In issue 33 (Oct-Nov 2011) of Digital Energy Journal, consultant editor David Bamford wrote an interesting article on the ‘Swiss cheese’ model – particularly referencing its use within BP’s accident investigation report into Deepwater Horizon, published 8 September 2010.
Briefly, the Swiss cheese model is a way of envisaging the various barriers within a system (technological, people and systems) that should prevent a hazard (such as a dangerous substance) from becoming an
accident (e.g. leaking or exploding). Each barrier is represented as a slice of Swiss cheese, and the holes are imperfections in a barrier (e.g. the failure of equipment or people, etc.). If one layer fails the hazard will usually be caught by the next, but if holes in each layer align, this allows a ‘trajectory of accident opportunity’ to pass through them and lead to an accident.
Mr. Bamford considers whether holes of smaller size (suggesting lower probability failures, such as the failure of very high reliability equipment) are less likely to align than larger holes, which naturally have an increased area of overlap – i.e. more chance of happening simultaneously. Holes are unavoidable – we can’t guarantee a barrier to be 100% effective – but we can make the holes as small as possible. In order to understand how well our systems can hold up to risk, do we therefore need to ask “how big are our holes”?
The Deepwater Horizon report showed that the accident happened due to the failure of 7 barriers, plus one extra that failed to mitigate the consequences: the well cement job; mechanical barriers; the
pressure integrity testing; well monitoring; well control response; hydrocarbon surface containment; fire and gas system; and blow out preventer operation.
Mr. Bamford asks: “It has been reported that cement jobs… fail from time to time. How often? 1 time in 5; 1 time in 10; 1 time in 100?” Can we accurately quantify our ‘hole sizes’ as probabilities of failure?
For a while now some industries have been trying to do just that for human factors issues – notably in the nuclear sector. Human reliability assessment (HRA) techniques, such as THERP and HEART, are attempts at quantifying the probability of human failure for different tasks and under different circumstances (error producing conditions) – e.g. when distracted, tired, in cramped conditions, etc.
Typically, the starting point of using HRA is to determine the base failure rate (average failure under ideal circumstances) for a task – for a few industries a database of tasks and their failure rates have been
accumulated. We should then multiply that base value by certain amounts depending on what error producing conditions (EPC) are present – e.g. x 3 if the task is done by an inexperienced person or x 1.2 if the worker is low on morale, etc. The goal is then to remove these EPCs and bring the probability down to as low as possible, whilst balancing this against the financial or practical costs of doing so.

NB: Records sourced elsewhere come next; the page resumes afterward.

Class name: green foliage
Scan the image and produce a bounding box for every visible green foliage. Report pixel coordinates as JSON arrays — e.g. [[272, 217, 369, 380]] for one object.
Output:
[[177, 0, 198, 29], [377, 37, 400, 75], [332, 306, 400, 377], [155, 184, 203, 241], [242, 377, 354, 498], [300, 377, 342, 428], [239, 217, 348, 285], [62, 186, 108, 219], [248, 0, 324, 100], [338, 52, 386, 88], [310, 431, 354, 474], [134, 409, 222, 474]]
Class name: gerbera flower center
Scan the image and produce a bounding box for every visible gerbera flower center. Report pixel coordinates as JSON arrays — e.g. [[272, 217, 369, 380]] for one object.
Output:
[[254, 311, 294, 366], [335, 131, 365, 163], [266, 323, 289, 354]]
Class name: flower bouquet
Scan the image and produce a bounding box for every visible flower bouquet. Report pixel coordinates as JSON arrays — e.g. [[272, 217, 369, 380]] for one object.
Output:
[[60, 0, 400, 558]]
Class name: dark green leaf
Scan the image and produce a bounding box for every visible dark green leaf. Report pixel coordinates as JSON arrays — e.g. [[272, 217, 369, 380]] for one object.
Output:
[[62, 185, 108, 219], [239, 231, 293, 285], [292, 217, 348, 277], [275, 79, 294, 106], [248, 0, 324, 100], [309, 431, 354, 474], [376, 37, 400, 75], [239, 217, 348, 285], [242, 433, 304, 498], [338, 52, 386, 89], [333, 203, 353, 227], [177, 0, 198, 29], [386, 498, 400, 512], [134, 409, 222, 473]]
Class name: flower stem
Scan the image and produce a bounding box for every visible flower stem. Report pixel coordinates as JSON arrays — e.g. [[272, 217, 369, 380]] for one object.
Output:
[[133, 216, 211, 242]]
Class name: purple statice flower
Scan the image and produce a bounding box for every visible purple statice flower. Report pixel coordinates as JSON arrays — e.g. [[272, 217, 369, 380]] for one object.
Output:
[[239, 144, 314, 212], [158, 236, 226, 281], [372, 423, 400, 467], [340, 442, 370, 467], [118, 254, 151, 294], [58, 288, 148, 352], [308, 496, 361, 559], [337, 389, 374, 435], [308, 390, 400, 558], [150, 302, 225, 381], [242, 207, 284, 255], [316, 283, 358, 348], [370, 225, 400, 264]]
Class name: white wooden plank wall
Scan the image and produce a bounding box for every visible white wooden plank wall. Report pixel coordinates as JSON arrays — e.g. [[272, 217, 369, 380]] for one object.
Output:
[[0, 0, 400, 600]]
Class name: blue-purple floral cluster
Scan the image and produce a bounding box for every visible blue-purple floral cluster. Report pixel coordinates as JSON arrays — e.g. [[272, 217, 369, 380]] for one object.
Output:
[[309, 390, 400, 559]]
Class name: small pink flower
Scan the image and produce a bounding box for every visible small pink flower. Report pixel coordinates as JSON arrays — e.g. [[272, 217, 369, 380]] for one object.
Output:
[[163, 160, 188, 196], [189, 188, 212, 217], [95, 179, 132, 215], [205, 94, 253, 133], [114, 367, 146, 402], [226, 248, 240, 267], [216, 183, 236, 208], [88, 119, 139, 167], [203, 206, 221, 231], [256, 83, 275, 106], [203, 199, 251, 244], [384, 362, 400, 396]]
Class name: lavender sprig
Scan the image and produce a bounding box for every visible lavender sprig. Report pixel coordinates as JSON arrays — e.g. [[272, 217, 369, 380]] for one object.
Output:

The difficulty arises in the validity of the data in question. Can we really be sure that the probability of failure is X? Can we use failure rates that have been ascertained within one industry (e.g. nuclear) within another (e.g. oil and gas)? Can we be sure of the effect that EPCs will have, and do several act independently or synergystically?
We should also consider if HRA techniques have an advantage over qualitative techniques. If the objective is to be able to justify the measures put in place and balance these against costs, will a qualitative methodology (such as found in EI Guidance on human factors safety critical task analysis) working to ALARP (as low as reasonably practicable) provide a sufficient justification?
These are difficult questions to answer – although the EI is developing Guidance on quantified human reliability analysis (QHRA), scheduled to be published by end Q2 2012 that should help to answer these questions.
Human behaviour is hard to quantify, but failure rates for equipment may appear more straightforward. Indeed, understanding failure rates (often in terms of the mean time between failures) is an important part of high reliability engineering. However, uncertainty can arise when we begin to ask questions such who is designing the equipment; who has manufactured it, installed it, maintained (or not maintained) it; proof tested it to show that it works; and who has used (or misused) it? The probability of equipment failure is likely to vary from company to company and site to site.
Can we really think of the holes within the Swiss cheese model as being due to single failures of equipment (or even people)? Few of the barriers discussed in the Deepwater Horizon report are purely
mechanical. For example, the report concluded that the cement job failed (allowing hydrocarbons to leak into the well), but this may have been, in part, caused by insufficient testing of the foam cement slurry prior to its construction, and insufficient risk assessment when designing the placement of the cement. Similarly, whilst the blow out preventer failed, there were human and organisational factors that contributed to that, including maintenance records not being accurately reported within the maintenance management system.
It can be argued that barriers are often complex interactions between people, the organisation and equipment. Whilst it is possible that a hole will appear due to failure of one piece of equipment, the
causes of that failure may be due to human and organisational factors causes, making the size of the hole (its probability of happening or contributing to an accident) hard to accurately predict. Attempting to understand the size of a hole based on the failure of people or equipment working in isolation could potentially result in the implementation of a system that does not reflect the reality of operations.